The “Big Ideas”


Quantum physics and relativity brought a set of “big ideas” to the description of nature. To say that these ideas violate common sense is to say that they are inconsistent with what seems natural based on ordinary experience.

Here are a dozen big ideas that animate the presentation in this book.

Quantization
Nature is granular, or lumpy, both in the bits of matter than make up the world and also in changes that occur.

Probability
Probability rules events in the small-scale world.

Speed limit
The speed of light sets a speed limit in nature.

E = mc2
Mass and energy are united into a single concept, so that mass can be changed to energy and energy to mass.

Wave-particle duality
Matter can exhibit both wave and particle properties.

Uncertainty principle
There is a fundamental limit in nature in the precision to which certain measurements can be made.

Annihilation and creation
All interactions involve annihilation and creation of particles.

Spin
Even “point particles” (those with no apparent physical extension) can spin, and spin is a quantized property.

Exclusion principle
Particles called fermions obey an exclusion principle: No two identical ones can occupy the same state of motion at the same time.

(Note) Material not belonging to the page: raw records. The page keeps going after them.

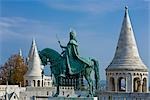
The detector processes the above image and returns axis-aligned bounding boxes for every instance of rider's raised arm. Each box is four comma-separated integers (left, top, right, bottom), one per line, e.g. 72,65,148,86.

58,41,67,48
72,45,79,58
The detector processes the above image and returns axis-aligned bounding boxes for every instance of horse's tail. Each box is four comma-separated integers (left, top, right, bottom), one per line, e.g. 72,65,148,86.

92,59,100,90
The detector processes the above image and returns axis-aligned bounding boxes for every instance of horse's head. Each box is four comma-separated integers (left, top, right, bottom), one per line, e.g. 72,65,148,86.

39,51,48,66
39,48,61,66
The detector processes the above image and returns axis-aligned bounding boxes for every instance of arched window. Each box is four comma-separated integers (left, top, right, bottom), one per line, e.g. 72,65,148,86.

33,80,35,87
26,80,28,86
142,78,147,92
133,77,140,92
37,80,40,87
109,77,115,91
118,77,126,91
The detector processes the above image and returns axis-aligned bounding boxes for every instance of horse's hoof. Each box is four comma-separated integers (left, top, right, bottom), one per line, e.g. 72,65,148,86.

87,94,93,97
53,93,59,97
60,74,66,77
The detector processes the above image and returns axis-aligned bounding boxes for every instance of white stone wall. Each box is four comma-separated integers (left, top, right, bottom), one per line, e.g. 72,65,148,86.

106,71,149,92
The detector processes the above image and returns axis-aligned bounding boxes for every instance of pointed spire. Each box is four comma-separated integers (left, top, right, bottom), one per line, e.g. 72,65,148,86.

19,49,22,57
26,39,42,76
28,38,36,59
106,6,147,70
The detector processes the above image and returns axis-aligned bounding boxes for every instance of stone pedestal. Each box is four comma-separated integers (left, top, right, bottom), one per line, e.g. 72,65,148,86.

33,96,98,100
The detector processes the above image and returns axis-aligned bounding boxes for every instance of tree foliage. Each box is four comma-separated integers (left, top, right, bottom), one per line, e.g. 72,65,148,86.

0,54,27,86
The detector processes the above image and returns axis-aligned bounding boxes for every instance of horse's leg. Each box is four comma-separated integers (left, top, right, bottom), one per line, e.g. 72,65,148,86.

54,76,60,97
84,67,93,96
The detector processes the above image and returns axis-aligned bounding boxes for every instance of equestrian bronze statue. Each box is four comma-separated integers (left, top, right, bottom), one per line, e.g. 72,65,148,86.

39,31,100,97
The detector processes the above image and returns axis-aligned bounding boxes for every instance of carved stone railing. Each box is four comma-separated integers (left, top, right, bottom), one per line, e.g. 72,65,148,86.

97,91,150,100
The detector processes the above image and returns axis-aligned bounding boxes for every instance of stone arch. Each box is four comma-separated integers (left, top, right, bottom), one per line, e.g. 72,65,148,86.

133,77,141,92
118,77,126,92
33,80,35,87
25,80,28,86
142,78,147,92
109,77,115,91
37,80,40,87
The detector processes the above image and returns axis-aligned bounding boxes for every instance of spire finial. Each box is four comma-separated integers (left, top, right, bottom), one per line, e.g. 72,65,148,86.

19,48,22,57
125,6,128,10
125,6,128,17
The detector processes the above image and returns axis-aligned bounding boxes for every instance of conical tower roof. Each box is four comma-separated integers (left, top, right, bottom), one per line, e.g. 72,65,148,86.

106,7,148,71
26,40,42,76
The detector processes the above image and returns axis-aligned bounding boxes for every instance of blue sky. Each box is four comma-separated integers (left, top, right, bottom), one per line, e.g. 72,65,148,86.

0,0,150,79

Bose-Einstein condensation
Particles called bosons can cluster (and even “like” to cluster) in the same state of motion.

Conservation
Certain quantities remain constant during all processes of change. Other quantities (“partially conserved quantities”) remain constant during particular kinds of change.

Superposition
A particle or system of particles can exist in two or more states of motion at the same time.